Lunny bought the former Johnson's Oyster Farm in 2004 and renamed it Drake's Bay Oyster Company. He hoped to turn around the failing business and renew the lease when it expired in 2012. The state has already renewed his rights to farm the water.
But environmentalists and the National Park Service say the land the farm sits on was intended to be wilderness. They say the report does say that the farm may be impacting wildlife and therefore it should go.
"The Marine Mammal Commission report which has been long waited by the public and the National Park Service validates the National Park Service research that shows there is a correlation between increased oyster use and decreased seal use of the estero," National Parks Conservation Association spokesperson Neal Desai said.
The commission's report found that more research needs to be done to prove conclusively that the farm is harming harbor seals.
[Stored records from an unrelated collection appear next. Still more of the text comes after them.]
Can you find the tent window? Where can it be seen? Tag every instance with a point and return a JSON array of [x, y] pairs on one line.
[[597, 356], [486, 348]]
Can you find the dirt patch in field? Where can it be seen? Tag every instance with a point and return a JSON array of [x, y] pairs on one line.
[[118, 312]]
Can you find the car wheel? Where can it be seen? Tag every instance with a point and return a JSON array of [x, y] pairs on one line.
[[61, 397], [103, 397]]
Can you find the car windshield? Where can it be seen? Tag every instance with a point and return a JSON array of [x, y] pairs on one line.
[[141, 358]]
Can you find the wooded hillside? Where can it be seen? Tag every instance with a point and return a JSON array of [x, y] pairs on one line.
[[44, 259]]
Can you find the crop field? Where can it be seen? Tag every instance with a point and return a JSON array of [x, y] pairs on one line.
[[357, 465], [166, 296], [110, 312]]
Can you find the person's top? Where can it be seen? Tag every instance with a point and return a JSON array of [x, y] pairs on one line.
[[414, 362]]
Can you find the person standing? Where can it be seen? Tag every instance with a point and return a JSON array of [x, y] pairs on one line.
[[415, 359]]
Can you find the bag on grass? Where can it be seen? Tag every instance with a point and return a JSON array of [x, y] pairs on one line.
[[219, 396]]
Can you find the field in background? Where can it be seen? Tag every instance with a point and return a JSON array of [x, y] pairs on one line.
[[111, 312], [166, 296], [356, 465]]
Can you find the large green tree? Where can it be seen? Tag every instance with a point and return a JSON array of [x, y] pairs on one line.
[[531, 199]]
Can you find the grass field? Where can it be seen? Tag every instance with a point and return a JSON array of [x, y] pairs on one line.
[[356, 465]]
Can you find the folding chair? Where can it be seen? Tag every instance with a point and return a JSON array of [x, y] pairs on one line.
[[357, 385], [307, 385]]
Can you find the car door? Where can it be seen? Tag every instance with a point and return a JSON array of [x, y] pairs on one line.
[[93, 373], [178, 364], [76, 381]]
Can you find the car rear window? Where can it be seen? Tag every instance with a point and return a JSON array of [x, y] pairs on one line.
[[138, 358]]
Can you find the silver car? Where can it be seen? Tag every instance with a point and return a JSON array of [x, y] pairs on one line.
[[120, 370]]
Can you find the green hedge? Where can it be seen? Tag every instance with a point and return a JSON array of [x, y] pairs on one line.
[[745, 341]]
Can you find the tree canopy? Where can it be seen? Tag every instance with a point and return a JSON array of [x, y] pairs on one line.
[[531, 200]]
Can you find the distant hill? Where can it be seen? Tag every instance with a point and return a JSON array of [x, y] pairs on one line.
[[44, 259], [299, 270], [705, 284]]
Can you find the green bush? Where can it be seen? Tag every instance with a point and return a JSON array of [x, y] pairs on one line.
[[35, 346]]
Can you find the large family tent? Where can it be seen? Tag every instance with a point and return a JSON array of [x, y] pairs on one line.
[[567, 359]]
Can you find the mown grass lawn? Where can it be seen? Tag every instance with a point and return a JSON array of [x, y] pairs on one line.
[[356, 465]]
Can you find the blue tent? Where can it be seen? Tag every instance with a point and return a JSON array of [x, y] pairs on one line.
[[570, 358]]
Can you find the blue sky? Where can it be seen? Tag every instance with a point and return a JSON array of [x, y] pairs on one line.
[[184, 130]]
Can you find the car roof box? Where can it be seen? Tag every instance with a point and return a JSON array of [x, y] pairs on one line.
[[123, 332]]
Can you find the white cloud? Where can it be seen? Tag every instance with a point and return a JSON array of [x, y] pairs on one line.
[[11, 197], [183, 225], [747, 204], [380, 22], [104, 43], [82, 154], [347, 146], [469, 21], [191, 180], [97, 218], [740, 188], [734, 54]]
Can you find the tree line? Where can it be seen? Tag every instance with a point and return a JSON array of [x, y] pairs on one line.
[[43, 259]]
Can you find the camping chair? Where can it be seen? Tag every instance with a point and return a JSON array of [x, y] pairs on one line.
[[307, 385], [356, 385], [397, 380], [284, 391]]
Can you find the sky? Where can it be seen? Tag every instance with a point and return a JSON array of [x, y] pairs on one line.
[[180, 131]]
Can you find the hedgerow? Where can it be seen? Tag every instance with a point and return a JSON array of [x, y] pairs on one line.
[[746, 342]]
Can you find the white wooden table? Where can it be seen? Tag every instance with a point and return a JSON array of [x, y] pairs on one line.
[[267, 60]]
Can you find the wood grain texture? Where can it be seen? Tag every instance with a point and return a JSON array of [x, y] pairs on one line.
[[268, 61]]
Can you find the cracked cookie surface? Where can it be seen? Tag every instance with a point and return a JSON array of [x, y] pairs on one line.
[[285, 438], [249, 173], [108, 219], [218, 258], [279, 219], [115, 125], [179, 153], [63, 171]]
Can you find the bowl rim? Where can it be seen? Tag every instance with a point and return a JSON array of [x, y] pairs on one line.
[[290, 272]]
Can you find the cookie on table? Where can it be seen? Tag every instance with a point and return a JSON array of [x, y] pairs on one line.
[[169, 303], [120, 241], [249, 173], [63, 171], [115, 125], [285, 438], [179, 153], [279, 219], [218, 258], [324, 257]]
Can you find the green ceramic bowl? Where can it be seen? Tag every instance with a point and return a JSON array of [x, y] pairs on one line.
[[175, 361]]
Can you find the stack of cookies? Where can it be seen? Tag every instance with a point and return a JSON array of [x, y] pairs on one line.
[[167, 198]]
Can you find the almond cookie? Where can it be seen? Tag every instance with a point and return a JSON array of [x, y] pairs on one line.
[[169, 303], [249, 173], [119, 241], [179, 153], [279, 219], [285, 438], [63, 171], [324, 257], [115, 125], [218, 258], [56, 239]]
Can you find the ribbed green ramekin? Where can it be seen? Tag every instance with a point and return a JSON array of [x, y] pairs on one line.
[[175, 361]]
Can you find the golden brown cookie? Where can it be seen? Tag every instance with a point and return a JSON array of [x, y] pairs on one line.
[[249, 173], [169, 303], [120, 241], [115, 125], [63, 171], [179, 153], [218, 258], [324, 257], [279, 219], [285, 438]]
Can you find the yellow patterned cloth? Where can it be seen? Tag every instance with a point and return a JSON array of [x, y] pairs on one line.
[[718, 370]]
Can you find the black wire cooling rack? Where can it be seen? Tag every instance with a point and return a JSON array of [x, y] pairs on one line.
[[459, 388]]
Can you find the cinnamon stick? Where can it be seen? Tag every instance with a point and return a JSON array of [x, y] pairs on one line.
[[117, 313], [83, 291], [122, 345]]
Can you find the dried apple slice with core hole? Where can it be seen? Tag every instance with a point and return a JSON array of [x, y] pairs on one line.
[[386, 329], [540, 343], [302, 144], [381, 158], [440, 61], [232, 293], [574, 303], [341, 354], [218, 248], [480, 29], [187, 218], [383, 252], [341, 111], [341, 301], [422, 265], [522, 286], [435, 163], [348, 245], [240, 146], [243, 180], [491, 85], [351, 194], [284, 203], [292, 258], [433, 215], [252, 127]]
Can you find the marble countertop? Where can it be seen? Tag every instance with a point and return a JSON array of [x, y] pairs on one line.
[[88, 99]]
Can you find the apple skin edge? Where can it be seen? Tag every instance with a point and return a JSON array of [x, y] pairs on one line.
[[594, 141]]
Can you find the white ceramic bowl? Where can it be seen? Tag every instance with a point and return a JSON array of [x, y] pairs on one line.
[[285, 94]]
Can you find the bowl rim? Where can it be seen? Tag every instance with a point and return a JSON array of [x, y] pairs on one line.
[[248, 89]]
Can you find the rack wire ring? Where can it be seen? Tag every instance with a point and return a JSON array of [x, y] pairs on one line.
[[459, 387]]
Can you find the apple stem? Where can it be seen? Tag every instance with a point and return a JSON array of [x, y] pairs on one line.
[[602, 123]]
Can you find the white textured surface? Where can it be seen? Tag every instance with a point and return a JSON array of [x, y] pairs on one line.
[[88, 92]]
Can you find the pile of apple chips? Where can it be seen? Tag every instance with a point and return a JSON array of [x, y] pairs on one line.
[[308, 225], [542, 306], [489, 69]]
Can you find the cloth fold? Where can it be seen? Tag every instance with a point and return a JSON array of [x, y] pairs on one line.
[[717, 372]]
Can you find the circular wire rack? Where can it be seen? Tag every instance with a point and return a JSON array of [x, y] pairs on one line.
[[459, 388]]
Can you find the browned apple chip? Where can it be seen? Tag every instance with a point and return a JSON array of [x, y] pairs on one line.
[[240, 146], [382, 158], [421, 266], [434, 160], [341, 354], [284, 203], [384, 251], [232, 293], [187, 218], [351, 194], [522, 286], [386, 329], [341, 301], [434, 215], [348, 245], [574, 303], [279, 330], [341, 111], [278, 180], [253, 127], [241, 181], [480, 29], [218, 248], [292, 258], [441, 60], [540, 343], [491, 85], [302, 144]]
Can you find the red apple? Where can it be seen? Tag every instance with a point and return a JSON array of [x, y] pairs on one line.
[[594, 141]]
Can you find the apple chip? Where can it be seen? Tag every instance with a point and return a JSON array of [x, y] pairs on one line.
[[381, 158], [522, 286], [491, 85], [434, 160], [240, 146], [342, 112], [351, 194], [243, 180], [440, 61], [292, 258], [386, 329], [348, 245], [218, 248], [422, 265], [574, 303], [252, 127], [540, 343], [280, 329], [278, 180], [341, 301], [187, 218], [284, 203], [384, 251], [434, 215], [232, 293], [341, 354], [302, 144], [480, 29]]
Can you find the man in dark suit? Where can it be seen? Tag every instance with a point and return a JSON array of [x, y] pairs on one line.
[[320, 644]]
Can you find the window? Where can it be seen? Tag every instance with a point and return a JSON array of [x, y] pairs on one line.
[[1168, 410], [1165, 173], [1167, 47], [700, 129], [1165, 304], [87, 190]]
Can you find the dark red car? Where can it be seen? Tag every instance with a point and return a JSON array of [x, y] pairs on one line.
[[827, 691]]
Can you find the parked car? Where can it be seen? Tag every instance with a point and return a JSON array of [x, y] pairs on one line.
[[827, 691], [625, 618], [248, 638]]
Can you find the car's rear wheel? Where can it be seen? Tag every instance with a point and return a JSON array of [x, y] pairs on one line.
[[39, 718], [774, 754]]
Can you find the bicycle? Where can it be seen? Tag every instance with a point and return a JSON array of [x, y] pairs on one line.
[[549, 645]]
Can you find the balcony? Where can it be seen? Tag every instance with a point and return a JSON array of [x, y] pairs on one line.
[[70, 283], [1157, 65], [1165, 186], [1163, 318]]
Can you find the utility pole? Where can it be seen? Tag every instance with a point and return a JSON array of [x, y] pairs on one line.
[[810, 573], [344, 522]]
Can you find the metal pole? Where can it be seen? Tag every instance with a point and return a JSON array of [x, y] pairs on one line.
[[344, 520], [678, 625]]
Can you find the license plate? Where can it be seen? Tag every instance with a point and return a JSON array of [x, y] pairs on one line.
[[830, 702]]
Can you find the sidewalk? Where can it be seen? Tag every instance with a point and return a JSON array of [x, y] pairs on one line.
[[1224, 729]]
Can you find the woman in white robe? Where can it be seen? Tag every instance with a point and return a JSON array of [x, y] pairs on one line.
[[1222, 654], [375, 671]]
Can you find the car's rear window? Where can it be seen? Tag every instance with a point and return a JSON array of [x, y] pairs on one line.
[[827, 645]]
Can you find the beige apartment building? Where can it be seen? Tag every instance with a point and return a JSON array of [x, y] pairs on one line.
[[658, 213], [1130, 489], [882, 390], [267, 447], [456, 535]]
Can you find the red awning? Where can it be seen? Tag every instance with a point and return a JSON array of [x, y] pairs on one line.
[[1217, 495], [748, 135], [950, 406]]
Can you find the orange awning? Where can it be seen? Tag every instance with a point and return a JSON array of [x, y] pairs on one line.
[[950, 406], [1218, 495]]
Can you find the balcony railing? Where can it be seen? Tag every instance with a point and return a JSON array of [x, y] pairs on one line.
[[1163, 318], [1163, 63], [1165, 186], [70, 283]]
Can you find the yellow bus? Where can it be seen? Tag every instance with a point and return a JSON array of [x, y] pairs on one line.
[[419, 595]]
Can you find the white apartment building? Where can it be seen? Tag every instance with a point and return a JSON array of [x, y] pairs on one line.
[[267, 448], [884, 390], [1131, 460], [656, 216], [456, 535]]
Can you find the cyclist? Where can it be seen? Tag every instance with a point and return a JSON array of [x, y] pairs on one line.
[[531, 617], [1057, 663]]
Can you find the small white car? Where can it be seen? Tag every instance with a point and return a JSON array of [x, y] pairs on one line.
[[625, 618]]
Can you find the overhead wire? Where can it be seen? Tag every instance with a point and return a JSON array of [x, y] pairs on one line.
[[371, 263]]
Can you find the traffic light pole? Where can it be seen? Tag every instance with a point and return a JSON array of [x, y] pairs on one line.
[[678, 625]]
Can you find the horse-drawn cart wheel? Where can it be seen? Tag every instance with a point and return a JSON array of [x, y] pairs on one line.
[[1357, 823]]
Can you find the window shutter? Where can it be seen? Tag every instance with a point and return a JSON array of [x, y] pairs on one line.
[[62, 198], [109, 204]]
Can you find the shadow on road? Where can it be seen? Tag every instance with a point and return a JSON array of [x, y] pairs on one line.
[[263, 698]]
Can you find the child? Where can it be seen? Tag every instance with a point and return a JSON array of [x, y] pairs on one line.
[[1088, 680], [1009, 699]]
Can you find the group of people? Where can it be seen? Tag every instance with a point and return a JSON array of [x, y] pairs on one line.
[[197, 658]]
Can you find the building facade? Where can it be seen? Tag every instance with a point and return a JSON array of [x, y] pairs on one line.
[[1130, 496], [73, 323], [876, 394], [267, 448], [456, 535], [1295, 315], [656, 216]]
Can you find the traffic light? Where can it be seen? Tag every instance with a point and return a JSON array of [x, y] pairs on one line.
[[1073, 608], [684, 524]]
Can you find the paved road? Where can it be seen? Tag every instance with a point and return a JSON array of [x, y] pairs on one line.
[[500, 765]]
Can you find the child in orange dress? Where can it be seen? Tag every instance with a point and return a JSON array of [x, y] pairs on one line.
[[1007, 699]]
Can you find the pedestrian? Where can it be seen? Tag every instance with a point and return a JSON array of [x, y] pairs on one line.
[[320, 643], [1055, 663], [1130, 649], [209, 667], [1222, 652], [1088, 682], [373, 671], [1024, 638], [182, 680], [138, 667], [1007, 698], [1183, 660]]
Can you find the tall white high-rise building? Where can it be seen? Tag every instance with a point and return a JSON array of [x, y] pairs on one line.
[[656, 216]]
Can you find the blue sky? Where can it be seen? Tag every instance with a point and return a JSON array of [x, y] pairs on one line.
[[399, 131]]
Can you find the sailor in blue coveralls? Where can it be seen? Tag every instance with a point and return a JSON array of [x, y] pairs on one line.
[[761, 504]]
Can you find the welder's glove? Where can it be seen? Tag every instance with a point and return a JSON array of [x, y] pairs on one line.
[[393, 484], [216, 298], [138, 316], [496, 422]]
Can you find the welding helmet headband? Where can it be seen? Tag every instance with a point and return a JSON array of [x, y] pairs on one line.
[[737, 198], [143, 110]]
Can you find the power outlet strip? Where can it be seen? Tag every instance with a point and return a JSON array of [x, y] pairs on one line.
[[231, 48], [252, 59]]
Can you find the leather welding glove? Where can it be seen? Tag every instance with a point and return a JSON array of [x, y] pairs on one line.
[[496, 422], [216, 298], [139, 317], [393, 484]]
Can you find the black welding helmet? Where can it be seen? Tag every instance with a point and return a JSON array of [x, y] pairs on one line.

It said, "Additional, carefully guided study would be required to determine if the apparent relationship is one of cause and effect."
The report describes a number of shortcomings in the current data analysis used by the National Park Service. It found that the National Park Service needed to improve its procedures for how it collected seal disturbance data.
It also suggested a further review of more than 250,000 photos that were secretly taken of the farm which the National Park Service has yet to analyze.
Late Tuesday, the National Park Service told ABC7 that as a result of the commission's findings, they have extended the environmental review process now underway. That review will determine the oyster farm's future. The park superintendent pointed out that the "report concludes that from time to time, mariculture activities in the estuary do disturb harbor seals." "The National Park Service is gratified that the work of our scientists has been thoroughly analyzed and supported by experts in the field."